No final do ano de 2020, entre os “planos de desconfinamento” e estados de emergência, o setor somava perdas superiores a 70% relativamente a 2019. Segundo dados apresentados pela Associação de Promotores de Espetáculos, Festivais e Eventos (APEFE), entre meados de março e o final do ano foram cancelados, suspensos ou adiados cerca de 27 mil espetáculos.
O mesmo padrão é evidenciado pelos resultados do estudo “Reconstruir a Europa: a economia cultural e criativa antes e depois da COVID-19”, publicado no final de janeiro de 2021. Este estudo, encomendado à consultora internacional EY pelo Grupo Europeu de Sociedades de Autores e Compositores (GESAC), revela que as Indústrias Culturais e Criativas (ICC) “foram mais afetadas do que a indústria do turismo e ligeiramente menos que o setor do transporte aéreo”. No setor como um todo, as perdas de receita foram superiores a 30%, sendo as áreas da música e das artes cénicas as mais afetadas, com perdas na ordem dos 75% e 90%, respetivamente.

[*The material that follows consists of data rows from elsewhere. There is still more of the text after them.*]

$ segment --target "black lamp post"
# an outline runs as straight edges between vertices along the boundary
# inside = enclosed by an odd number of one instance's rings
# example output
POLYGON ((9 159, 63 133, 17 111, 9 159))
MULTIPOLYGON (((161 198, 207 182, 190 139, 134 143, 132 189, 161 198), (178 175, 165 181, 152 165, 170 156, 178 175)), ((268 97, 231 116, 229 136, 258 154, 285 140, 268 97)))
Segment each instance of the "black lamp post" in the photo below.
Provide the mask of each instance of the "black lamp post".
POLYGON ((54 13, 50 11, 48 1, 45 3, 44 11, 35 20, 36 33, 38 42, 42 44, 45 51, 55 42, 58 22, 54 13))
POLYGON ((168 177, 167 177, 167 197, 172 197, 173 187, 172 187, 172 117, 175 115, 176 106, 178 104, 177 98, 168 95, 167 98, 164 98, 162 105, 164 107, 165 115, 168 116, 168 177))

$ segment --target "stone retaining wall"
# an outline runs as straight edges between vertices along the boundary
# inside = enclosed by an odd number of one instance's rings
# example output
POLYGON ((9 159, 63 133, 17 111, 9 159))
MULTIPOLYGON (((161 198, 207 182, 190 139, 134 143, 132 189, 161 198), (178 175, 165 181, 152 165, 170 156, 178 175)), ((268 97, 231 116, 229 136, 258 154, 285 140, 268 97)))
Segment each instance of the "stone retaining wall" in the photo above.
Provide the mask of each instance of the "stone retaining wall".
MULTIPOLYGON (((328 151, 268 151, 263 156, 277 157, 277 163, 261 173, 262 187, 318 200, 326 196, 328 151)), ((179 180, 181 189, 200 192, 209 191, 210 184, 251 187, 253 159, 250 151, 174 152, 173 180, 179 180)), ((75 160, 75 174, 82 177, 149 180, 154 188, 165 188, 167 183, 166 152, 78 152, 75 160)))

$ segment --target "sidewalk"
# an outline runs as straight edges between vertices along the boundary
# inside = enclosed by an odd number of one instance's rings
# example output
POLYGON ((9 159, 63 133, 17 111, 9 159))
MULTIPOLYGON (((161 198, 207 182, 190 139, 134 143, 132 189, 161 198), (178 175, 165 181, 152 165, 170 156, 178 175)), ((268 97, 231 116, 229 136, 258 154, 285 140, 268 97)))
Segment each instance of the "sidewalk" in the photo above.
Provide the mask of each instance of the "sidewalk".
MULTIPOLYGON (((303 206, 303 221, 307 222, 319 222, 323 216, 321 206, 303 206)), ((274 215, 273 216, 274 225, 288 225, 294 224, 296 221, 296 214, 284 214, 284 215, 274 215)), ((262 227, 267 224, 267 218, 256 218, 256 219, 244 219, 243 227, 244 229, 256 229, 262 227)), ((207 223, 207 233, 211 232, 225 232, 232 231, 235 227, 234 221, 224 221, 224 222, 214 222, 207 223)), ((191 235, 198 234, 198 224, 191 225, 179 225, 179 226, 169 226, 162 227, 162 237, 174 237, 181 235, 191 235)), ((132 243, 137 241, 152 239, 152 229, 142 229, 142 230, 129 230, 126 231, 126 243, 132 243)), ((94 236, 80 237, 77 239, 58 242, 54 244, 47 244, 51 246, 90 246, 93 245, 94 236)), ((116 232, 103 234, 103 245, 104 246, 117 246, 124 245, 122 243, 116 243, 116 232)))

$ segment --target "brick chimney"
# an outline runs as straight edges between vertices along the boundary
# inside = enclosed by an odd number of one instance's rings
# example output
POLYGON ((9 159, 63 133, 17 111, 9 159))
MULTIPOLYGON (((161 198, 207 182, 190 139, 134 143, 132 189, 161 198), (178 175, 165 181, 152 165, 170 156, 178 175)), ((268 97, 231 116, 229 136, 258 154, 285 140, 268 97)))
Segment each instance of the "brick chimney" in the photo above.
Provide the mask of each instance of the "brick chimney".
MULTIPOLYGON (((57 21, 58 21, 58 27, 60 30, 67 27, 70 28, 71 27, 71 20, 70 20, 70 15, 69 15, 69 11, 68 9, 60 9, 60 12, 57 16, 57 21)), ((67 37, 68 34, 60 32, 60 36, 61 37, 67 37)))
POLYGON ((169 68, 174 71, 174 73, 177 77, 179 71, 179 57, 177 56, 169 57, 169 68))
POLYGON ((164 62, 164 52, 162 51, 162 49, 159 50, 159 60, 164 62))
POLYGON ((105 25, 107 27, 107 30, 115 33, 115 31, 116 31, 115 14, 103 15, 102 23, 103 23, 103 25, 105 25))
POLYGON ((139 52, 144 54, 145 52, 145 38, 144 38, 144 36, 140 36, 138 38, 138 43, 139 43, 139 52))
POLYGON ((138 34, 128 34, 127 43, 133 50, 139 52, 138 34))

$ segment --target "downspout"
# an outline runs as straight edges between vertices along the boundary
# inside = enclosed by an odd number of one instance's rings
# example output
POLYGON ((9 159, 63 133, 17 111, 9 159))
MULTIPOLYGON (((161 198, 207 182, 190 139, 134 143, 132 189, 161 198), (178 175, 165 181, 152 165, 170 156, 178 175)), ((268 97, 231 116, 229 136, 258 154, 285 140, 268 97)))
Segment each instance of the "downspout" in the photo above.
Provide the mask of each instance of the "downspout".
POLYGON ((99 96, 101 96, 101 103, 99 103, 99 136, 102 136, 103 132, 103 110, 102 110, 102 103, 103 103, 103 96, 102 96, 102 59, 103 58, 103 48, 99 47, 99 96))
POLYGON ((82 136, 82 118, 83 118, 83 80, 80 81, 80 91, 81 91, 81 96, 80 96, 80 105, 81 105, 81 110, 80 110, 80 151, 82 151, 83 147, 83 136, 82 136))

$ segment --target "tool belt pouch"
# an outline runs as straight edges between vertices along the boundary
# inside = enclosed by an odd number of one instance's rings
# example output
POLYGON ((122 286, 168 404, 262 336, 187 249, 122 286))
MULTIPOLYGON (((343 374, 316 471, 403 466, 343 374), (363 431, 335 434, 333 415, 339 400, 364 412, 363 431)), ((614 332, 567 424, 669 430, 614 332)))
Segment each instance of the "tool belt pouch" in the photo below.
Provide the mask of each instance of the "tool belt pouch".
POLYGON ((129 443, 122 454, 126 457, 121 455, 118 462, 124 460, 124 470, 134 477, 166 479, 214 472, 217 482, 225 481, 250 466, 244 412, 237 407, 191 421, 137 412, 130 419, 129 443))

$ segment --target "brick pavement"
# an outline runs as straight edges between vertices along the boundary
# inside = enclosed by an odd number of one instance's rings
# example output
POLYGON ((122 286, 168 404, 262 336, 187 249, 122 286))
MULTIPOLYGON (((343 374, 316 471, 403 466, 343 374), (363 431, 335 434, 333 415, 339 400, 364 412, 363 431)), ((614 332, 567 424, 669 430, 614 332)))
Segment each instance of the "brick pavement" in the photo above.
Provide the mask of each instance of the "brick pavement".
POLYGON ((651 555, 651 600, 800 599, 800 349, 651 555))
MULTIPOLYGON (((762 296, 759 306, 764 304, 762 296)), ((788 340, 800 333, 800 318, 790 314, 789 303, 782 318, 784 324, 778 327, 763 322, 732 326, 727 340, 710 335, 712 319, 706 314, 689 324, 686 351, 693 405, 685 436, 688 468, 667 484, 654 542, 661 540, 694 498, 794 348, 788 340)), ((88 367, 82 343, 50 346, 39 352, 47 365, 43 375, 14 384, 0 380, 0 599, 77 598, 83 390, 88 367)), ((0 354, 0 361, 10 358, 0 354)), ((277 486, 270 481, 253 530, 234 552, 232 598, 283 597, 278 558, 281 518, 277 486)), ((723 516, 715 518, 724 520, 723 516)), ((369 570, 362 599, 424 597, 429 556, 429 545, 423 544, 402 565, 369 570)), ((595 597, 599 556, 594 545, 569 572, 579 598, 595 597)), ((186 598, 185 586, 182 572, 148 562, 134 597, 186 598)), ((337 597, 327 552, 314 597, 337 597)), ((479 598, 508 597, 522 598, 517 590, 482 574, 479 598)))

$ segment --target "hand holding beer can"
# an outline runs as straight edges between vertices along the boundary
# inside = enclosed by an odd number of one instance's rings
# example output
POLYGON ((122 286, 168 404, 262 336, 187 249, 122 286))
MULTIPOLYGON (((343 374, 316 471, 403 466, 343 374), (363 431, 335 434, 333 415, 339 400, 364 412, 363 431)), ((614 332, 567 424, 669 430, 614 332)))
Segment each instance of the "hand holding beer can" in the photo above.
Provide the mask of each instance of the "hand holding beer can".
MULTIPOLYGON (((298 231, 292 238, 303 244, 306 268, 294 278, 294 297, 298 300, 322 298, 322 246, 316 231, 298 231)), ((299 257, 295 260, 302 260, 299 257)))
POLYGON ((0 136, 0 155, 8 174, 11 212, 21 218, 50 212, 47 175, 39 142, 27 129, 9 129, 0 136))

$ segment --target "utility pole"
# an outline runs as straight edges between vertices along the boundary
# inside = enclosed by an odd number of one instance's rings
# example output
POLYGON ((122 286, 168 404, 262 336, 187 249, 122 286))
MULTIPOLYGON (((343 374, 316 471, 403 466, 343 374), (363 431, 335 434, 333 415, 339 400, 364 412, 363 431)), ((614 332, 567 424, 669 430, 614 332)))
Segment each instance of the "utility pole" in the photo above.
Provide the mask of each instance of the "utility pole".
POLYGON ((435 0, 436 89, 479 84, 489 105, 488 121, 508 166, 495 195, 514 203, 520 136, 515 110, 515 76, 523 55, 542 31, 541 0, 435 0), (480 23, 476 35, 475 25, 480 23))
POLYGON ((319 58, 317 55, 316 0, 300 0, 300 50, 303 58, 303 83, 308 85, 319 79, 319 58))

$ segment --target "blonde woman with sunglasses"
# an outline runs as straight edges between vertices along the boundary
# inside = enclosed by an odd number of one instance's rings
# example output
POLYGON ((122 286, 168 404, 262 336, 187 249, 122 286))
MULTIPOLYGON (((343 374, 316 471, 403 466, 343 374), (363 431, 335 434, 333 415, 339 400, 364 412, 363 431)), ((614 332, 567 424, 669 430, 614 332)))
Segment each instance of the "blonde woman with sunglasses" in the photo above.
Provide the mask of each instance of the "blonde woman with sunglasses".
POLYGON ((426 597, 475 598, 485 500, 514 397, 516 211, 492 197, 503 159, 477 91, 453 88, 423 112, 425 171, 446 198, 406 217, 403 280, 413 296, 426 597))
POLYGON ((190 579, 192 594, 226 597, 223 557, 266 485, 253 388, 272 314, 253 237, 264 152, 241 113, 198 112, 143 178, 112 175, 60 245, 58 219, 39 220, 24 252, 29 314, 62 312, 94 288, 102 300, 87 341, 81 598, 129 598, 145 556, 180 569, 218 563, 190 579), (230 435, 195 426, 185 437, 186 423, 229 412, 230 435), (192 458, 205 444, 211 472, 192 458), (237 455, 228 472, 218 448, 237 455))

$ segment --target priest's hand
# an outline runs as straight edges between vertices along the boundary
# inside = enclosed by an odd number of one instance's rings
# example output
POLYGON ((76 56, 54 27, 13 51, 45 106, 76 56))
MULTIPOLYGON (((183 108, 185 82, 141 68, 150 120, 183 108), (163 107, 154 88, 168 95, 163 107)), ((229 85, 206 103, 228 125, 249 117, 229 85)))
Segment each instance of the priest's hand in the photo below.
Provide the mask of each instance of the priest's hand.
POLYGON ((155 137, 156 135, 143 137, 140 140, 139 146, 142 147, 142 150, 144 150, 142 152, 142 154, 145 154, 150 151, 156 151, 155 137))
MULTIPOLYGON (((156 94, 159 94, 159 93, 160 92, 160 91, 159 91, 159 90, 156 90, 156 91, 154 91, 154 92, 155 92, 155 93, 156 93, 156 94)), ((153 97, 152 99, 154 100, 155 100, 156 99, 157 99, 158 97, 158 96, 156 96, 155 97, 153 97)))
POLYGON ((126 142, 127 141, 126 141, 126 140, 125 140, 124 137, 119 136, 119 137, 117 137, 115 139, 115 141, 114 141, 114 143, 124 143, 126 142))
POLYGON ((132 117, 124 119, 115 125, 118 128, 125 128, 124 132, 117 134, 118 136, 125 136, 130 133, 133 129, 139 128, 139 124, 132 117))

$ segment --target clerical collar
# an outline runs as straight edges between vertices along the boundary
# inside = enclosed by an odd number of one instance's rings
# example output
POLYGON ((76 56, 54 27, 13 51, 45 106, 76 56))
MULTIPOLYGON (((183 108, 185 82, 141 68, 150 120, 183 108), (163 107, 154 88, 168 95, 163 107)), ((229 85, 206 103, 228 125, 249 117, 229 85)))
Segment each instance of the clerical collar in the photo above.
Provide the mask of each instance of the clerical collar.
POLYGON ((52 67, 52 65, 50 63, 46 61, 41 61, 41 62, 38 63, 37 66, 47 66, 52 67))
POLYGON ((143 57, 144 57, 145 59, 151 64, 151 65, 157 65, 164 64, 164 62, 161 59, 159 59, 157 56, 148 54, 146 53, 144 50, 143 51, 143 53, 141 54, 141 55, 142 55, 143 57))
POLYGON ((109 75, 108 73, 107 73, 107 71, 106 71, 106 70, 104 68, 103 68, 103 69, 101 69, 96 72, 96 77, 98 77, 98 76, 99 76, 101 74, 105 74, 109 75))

O setor da cultura, com vulnerabilidades estruturais que existem, está a ser devastado por uma tempestade. Apesar das múltiplas evidências dos efeitos nefastos da pandemia no setor, da contestação social e das reivindicações das/os profissionais, a cultura continua a ser relegada para um plano secundário na estratégia do Governo.
O Plano de Recuperação e Resiliência (PRR), que o Governo apresentou à Comissão Europeia, enuncia as principais preocupações e linhas estratégicas para a recuperação económica de todos os setores. Embora o PRR seja considerado um instrumento fundamental que irá permitir ao país recuperar da atual crise provocada pela pandemia e responder às necessidades estruturais, no documento, que foi colocado em consulta pública entre 15 de fevereiro e 1 de março, não são definidas medidas específicas para a recuperação da Cultura nas suas variadas áreas e na necessária capacitação tecnológica, investimento em infraestruturas e apoio à internacionalização. Esta grave omissão denota a falta de investimento numa política cultural que garanta o futuro de um setor tão fundamental para a coesão social e para a qualidade da nossa democracia.
Se a inação do Governo persistir, a destruição do tecido cultural será irreparável. É urgente a mobilização de instrumentos que garantam uma resposta adequada à situação de calamidade que se vive no setor. São necessárias medidas robustas que permitam recuperar da atual crise provocada pela pandemia, garantindo que os apoios não deixem ninguém de fora e corrijam os problemas estruturais.
É uma tarefa fundamental do Estado garantir o direito constitucional à fruição e criação cultural. Cabe, assim, ao Governo, ao Ministério da Cultura, assegurar que, quando estes tempos sombrios se dissiparem, teremos ainda uma comunidade cultural capaz de garantir a possibilidade de acesso à cultura a todas as pessoas que vivem em Portugal e de promover a diversidade cultural. Para tal, é fundamental responder à crise de subsistência e precariedade crónica que historicamente afeta o setor. Tal implicará necessariamente uma alteração do modelo de financiamento da produção cultural e o reforço do orçamento da cultura.
Numa verdadeira democracia progressista, a Cultura deve ser um bem essencial a preservar e estimular.
Artigo publicado no portal Plataforma a 11 de março de 2021.